Supply issues and inflation pose challenges for those helping others this Thanksgiving
AUSTIN (KXAN) — Supply chain problems and inflation are even taking a toll on Meals on Wheels of Central Texas.
This Thanksgiving, the nonprofit’s volunteers delivered free hot meals to more than 500 seniors.
“Today, interestingly enough, we’re unable to get turkey because of supply issues.” Meals On Wheels Central Texas President and CEO Henry Van de Putte said.
Rising food prices are gobbling up more money and putting a strain on budgets.
“Overall, our cost increases are about 10% right now,” Van de Putte said. “They just keep climbing.”
Texas Governor Greg Abbott and his family joined Meals on Wheels of Central Texas Thursday to deliver Thanksgiving meals.
“For all Texans and all Americans, there’s been a dramatic rise in the cost of food,” Governor Abbott said.
Central Texas Food Bank President and CEO Sari Vatske says its need is higher than in the height of the pandemic.
“We are seeing pandemic levels of need right now with inflation and cost of living,” she said. “While we’re ensuring that families have a happy holiday, we need to make sure that we’re serving them year-round.”

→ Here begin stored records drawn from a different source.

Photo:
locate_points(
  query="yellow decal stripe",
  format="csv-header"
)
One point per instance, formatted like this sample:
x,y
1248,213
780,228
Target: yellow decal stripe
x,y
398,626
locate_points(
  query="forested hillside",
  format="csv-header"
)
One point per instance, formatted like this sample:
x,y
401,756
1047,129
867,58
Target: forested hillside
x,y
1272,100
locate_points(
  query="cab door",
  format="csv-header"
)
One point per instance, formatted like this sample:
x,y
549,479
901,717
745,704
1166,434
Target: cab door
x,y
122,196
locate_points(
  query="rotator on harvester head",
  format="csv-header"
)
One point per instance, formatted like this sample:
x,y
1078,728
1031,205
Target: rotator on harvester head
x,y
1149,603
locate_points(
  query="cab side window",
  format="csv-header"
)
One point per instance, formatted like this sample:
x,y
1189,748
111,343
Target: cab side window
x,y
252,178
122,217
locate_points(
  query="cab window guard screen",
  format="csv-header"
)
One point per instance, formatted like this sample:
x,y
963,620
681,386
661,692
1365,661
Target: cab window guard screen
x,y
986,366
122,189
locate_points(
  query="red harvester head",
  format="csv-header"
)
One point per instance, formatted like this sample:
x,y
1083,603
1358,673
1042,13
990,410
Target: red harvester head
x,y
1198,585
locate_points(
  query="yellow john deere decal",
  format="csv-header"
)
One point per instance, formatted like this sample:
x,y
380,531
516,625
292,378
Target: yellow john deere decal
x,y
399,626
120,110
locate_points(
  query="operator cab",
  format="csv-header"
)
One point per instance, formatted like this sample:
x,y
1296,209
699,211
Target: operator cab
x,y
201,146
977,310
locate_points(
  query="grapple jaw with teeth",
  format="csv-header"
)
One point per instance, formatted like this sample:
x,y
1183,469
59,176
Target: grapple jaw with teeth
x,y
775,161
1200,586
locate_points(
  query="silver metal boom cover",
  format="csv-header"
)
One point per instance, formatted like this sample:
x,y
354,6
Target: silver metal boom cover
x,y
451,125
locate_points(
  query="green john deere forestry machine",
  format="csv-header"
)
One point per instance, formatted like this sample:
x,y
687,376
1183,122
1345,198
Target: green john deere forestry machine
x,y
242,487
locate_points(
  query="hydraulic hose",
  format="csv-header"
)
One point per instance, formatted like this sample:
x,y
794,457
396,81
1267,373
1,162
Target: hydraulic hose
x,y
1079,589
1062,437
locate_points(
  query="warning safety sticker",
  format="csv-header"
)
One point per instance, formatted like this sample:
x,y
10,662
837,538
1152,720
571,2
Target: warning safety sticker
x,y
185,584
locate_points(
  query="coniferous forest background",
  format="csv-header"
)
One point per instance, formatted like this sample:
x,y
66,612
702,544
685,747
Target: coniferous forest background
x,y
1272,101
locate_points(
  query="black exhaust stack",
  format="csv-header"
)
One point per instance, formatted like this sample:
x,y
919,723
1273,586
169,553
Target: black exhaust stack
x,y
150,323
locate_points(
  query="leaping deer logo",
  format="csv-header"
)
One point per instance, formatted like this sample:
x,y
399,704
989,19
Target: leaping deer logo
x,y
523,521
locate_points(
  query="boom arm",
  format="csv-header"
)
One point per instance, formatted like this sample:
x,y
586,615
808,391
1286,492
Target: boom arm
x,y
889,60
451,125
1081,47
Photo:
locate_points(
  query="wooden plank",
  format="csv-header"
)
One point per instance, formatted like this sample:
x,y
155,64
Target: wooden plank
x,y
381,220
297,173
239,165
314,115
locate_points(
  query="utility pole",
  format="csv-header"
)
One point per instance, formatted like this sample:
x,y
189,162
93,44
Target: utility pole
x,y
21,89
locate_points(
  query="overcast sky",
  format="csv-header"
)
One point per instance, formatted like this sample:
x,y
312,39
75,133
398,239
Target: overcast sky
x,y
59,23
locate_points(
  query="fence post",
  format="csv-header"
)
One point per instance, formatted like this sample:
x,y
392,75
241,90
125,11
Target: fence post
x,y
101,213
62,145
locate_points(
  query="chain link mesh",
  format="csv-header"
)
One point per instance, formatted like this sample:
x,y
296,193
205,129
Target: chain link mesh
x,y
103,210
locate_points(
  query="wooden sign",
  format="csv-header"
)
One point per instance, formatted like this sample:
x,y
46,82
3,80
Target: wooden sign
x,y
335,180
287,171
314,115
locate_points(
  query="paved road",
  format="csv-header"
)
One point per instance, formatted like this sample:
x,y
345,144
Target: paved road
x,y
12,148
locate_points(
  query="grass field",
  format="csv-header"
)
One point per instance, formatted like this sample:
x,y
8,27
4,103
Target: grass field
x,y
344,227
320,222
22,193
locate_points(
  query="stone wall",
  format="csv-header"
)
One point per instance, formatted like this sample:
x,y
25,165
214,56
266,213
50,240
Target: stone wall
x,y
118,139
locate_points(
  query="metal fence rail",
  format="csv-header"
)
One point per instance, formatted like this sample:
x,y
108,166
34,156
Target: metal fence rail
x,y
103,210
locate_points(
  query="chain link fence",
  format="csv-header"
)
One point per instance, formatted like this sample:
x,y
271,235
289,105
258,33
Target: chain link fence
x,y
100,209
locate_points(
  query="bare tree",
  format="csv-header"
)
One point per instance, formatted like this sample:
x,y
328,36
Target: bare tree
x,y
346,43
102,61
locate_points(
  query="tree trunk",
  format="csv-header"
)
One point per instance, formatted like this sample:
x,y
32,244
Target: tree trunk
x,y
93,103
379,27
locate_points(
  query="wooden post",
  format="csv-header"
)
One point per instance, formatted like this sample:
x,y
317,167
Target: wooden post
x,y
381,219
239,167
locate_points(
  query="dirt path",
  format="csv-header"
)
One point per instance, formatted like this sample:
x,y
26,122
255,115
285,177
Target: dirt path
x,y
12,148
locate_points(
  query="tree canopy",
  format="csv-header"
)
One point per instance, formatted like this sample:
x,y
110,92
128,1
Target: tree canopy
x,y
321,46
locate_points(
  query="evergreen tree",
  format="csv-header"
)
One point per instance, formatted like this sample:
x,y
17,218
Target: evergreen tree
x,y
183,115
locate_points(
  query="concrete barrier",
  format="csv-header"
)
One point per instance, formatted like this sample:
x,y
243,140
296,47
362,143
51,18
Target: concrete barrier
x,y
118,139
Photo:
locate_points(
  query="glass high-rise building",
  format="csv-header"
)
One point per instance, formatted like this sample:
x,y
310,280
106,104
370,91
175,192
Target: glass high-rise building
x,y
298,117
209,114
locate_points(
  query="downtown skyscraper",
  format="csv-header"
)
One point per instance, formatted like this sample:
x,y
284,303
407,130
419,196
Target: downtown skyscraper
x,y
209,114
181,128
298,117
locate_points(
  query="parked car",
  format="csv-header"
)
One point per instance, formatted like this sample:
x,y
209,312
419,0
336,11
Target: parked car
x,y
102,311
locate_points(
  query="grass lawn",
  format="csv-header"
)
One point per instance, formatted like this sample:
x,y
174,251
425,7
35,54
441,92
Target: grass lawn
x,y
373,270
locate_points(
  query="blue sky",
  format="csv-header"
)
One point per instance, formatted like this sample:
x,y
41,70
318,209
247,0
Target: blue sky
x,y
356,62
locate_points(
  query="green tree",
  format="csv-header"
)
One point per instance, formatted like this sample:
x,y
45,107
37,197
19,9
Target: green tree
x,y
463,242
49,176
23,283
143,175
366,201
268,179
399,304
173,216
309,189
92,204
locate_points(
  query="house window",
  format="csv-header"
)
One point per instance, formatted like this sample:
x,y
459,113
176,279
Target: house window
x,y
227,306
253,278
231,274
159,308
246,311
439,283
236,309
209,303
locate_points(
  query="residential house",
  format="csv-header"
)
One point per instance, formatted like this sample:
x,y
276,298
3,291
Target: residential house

“When it comes to volunteers, we’re really great on Thanksgiving,” Van de Putte said. “It’s all the other days that are really important for us to get more volunteers.”
Across town at Rodeo Austin, volunteers with Operation Turkey spent Wednesday smoking and prepping 600 turkeys for those experiencing homelessness.
“We’ll be serving those meals to people on the street, to people in low-income housing and directly to their homes,” Operation Turkey board member Kevin Grogan said.
Nevertheless, with costs climbing and donations down, most of these nonprofits need even more volunteers.
“We need all the help we can get this holiday season, to make sure that our mission continues to grow further,” Van de Putte said.
Over the past year, the Central Texas Food Bank told KXAN that they provided nearly 46 million meals.
According to the Food Bank, nearly 437,000 people in its 21-county service area were food insecure during the 2022 fiscal year which ended Sep. 30.
The Food Bank says that means 14% of Central Texans and 17.2% of children in our area are at risk of hunger.
The service territory for Central Texas Food Bank is about twice the size of the state of Massachusetts.